Someone from my high school was trying to find me in order to make contact with a classmate in common. He tried all the high tech stuff but couldn’t find my email. Finally he put a message in a comment on my blog and included his phone number, so I called him up -- which he thought was pretty unconventional. He sorta hinted it would nice if I were more accessible, say, posted my email. I suggested that since he knew where I lived, he could have just called telephone information the old-fashioned way. Sometimes the future is a matter of doubling back. When I tried to email HIM, his email had one of those blockers on it.

Some “Sharper Edge” type techie folks went to the same third world folks who are using micro-economics and a host of other small survival strategies. Like “telephone ladies” who walk around their village with a cell phone in their apron pocket so that places with no copper-wire phone ever can now make cheap calls by stopping her and giving her some coins. No slots -- no remote operator. And there are NO pay phones here anymore, because everyone has a cell phone. “What do you really need?” the techies asked villagers. Flashlights. So the kids could get to school before it is light, since they have to walk a long way and there are tigers along the path.

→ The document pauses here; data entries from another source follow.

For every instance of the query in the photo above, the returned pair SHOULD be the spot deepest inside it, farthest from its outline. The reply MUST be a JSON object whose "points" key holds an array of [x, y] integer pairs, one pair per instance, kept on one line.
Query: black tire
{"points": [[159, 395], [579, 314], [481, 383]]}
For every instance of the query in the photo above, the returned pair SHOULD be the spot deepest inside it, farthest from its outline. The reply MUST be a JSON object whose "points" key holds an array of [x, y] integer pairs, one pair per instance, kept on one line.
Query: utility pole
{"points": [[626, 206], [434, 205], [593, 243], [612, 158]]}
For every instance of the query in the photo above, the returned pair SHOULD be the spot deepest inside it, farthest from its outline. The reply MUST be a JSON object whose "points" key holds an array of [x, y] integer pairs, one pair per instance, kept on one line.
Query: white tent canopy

But they can’t afford batteries. So the techies invented an LED flashlight, extra-bright, solar-powered. You leave it on the windowsill all day and then you can walk home safely.

Have you heard about “blue ear pig virus” yet? Worse than bird flu, killing pigs in huge amounts in China, no vaccine for it, farmers selling their pigs quickly before more people find out about it so the pigs are traveling all over. So far no jump to humans, but it’s easier to catch stuff from pigs than chickens. What about the bees? We still haven’t solved the bee dilemma. My premise is that while we’re watching the big picture, Armageddon is in the foodnotes. That’s a typo -- I meant “footnotes” but maybe my fingers know something.

But I still hang on to my notion of continuous apocalypse -- a little of the status quo always going under the wheel even as the new comes up on the other side. We cannot continue on the same path anyway. But apocalypse is based on the idea of the one and the best, the “me” and the “we.” If the me is just one point of consciousness in the cosmic we, then destruction is only transformation. We should go forward in the Buddhist manner. Or as Margaret Fuller, Transcendentalist, once said grandly, “I accept the Universe!” And Carlyle, being told this, remarked, “By God, she’d better!”

I wonder whether the Valier library has a copy of “Neuromancer.” They’re not big on sci-fi, but who knows? Better check for “The Sheep Look Up” while I’m at it. Might be able to borrow it through the reservation library -- Blackfeet love sci-fi. It’s been that kind of world to them for the last two hundred years or so.

You know, in the past the planet has swapped magnetic ends a few times: the South Pole changing to the North Pole's "polarity." No one knows what that would mean to creatures on the planet. Maybe it's already happening.